# 230 Rs - First Mod



## Johncn (Apr 20, 2012)

Hi,

My wife did not like the lack of space for a trash can in our new Outback 230RS, so I got a chance to get creative in a low power way. Not sure it's a "mod" so much as just re-purposing something.









Checking stores in the Cape Canaveral area, I found a Ace Hardware with this trash bag organizer / holder that showed promise. Took it to the campground, and sure enough, with careful placement of three little screws that come in the box, it JUST fits under the sink at the level of the bottom shelf. The top shelf placement is blocked by the protrusion of the sink.

*Sunbeam TrashRac Basic System (3 Gallon)* - $15 - $17
Sunbeam TrashRac - Ace
Sunbeam TrashRac - Amazon

3 GALLON BASIC RACK - Note: they make a 5 gallon that is too big!

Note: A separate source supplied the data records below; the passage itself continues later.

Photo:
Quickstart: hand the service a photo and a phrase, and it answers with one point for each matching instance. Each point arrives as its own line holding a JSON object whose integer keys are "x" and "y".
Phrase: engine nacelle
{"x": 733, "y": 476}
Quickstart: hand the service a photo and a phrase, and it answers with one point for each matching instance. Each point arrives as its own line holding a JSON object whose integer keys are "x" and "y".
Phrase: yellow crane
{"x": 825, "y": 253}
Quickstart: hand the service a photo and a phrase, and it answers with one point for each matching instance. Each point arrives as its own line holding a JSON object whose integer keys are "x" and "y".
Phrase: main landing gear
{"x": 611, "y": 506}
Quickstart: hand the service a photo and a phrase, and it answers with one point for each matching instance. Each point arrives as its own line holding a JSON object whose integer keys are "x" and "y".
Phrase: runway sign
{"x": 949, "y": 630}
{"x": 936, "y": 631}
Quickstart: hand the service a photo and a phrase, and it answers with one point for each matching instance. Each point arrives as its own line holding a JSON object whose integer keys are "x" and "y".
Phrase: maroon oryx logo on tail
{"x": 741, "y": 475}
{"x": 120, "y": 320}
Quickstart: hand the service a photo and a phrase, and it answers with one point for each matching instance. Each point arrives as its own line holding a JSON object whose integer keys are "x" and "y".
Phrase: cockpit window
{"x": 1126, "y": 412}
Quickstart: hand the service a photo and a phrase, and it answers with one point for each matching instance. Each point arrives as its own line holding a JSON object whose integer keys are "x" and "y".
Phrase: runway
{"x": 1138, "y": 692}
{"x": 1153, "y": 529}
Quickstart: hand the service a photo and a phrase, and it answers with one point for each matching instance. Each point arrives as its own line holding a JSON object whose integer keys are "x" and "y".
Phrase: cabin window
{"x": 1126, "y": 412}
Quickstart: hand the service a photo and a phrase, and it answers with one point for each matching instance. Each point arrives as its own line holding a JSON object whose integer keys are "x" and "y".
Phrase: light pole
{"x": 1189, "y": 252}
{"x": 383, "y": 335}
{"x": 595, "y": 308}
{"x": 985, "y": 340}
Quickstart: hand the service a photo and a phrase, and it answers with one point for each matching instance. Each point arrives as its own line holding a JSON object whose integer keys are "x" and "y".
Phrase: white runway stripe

* $16 (at local Ace Hardware)
* Wire rack with lid mounts on inside of kitchen cabinet door
* May be used with regular plastic shopping bags or trashrac bags
* Drip tray, starter bags and mounting hardware included
* ACE# 6192645 MFR# 82153​
Basically, it is a white wire frame with lid which holds typical plastic grocery bags perfectly for trash, and has a drip catcher. I would not recommend buying their add on replacement bags, but the grocery ones work great for us, looks good and the wife is happy. That makes me happy.

*Some photos:*




























Hope this helps someone down the road. I imagine the larger one might work for someone, too, but we did not find a place that it would have fit in my wife's mental mapping of the kitchen space in the 230 RS.

Regards,

Johncn


----------



## CamperAndy (Aug 26, 2004)

Johncn said:


> Not sure it's a "mod" so much as just re-purposing something.


Looks like a mod, sounds like a mod and it smells like a mod so it must be a mod. Have a beer and know you will have somewhere to toss the can when you are done!


----------



## CaptFX4 (Jan 20, 2012)

My link

I have a 230RS and like this idea. There really is no room to just have a garbage can under the shelf or on, its a pain.

One thing I added was a hard wired surge protector under the couch. It also allowed me to open more storage. Its on page 4 of outback modifications if the link doesn't work and your interested/

Capt


----------



## muttbike (Apr 27, 2009)

In our former 230RS, I found a really low tech approach. I used a regular tall drawstring bag, pulled the drawstrings out a bit, and pushed them thru the handle on the pantry. Stuck a plastic knife thru the drawstrings, and viola, trash problem solved.







And we always had extra plastic knives, the forks and spoons went quick tho.

I'd use the above approach in a heartbeat, but when we cook dinner, one of those little grocery sacks would fill up quick.


----------



## Nevadatwosmoke (Jan 10, 2013)

Looks really clean. Haven't seen this setup before. Thanks for sharing.


----------



## BrandonMH (Dec 5, 2012)

Nice! I like that idea!


----------



## Johncn (Apr 20, 2012)

BrandonMH said:


> Nice! I like that idea!


Thanks, guys...it's worked out really well for us. So has the 230 RS. It's proved to be a great rig.

Johncn


----------